Task added
- Base DN
- Replica id
- Forcing (yes/no) default is “no”
- This skips some RUV checks
- Risk of losing changes from the deleted replica
Find the highest maxcsn
- Use the replication agreements to contact all the replicas
- Using the replication agmts is a method used throughout this task
- Send an extended op to retrieve the maxcsn for the rid (avoids ACL issues)
Launch cleanallruv_thread()
Mark/pre-set the rid so that other replicas do not try and send the same cleanallruv extended op.
Mark the replica config that the cleaning for this rid has begun
- Adds an attribute (nsds5ReplicaCleanRUV)

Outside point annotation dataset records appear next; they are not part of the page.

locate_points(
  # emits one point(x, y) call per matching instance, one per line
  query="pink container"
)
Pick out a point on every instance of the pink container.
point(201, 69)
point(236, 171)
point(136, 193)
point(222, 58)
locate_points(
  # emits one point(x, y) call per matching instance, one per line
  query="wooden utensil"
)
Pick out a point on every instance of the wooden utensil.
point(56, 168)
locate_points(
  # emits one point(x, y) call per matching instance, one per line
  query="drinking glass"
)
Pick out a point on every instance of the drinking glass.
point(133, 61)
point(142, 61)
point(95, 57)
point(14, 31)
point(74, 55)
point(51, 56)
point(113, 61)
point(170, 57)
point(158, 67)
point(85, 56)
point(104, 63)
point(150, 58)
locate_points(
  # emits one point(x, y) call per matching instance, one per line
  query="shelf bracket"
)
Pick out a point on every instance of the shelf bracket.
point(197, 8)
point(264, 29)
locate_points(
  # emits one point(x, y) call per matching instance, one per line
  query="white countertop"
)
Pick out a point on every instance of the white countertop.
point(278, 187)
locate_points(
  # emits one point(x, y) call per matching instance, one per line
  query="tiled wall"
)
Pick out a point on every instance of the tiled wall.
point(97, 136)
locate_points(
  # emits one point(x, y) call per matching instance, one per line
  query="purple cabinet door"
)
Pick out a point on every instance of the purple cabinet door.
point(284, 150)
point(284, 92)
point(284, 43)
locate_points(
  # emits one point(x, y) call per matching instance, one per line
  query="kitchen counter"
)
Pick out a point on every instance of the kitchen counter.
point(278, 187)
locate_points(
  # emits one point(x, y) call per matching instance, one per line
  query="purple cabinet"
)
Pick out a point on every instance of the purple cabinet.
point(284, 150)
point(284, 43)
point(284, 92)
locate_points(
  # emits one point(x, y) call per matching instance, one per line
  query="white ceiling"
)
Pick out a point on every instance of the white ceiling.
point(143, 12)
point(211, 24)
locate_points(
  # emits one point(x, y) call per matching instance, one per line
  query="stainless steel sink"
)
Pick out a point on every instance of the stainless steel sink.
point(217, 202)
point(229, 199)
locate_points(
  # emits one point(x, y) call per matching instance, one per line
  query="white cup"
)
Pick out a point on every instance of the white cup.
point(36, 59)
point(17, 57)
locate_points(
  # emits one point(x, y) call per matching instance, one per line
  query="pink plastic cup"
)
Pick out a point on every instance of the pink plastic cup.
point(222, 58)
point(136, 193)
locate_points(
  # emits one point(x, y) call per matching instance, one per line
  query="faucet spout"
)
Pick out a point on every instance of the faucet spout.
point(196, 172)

- This allows for the task to resume after a server restart
- This is used to determine if the replica is done cleaning
Wait to get caught up with deleted replica’s maxcsn
- The “forcing” option skips this check
Wait for all the replicas to be online
- Issues root dse search to determine if the replica is running
Wait for all the replicas to be covered by the deleted replica’s maxcsn
- The “forcing” option skips this check
Everyone should now be caught up with all the changes from the deleted replica
Mark the rid as “cleaned”
- Blocks all operations that have the deleted replica’s rid
- Prevents the changelog from sending/writing updates from this rid
- This is to prevent the RUV from getting polluted during the cleaning process
Send the “cleanallruv” task to all the replicas via extended ops
- If a replica does not support this extended op, manually add the old “cleanruv” task to its config. The Replica Bind DN needs access control permissions for this to work.
Wait for all the replicas to successfully receive the extended op
Clean the local database RUV and changelog RUV
Wait for all the replicas RUV’s to be cleaned
Trigger changelog trimming
Mark the replica config that we are done cleaning
- Just delete the “clean” attribute (nsds5ReplicaCleanRUV)
Wait for all the other replicas to be done cleaning
- Remote config is checked with an extended op to avoid ACL issues.
Release the rid
Receives “cleanallruv” extended op
Check if this rid is already being cleaned, or is being aborted (more on this later).
- If it is, then just return success, and stop.
Decode the payload from the extended op, and prepare our data
Launch cleanallruv_thread()
This process allows the “task” to cascade through the entire replication deployment
Task added
- Replica id
- Base DN
- certify (yes/no) default is “no” (the old default was "yes", this was recently changed to "no" 4/22/15)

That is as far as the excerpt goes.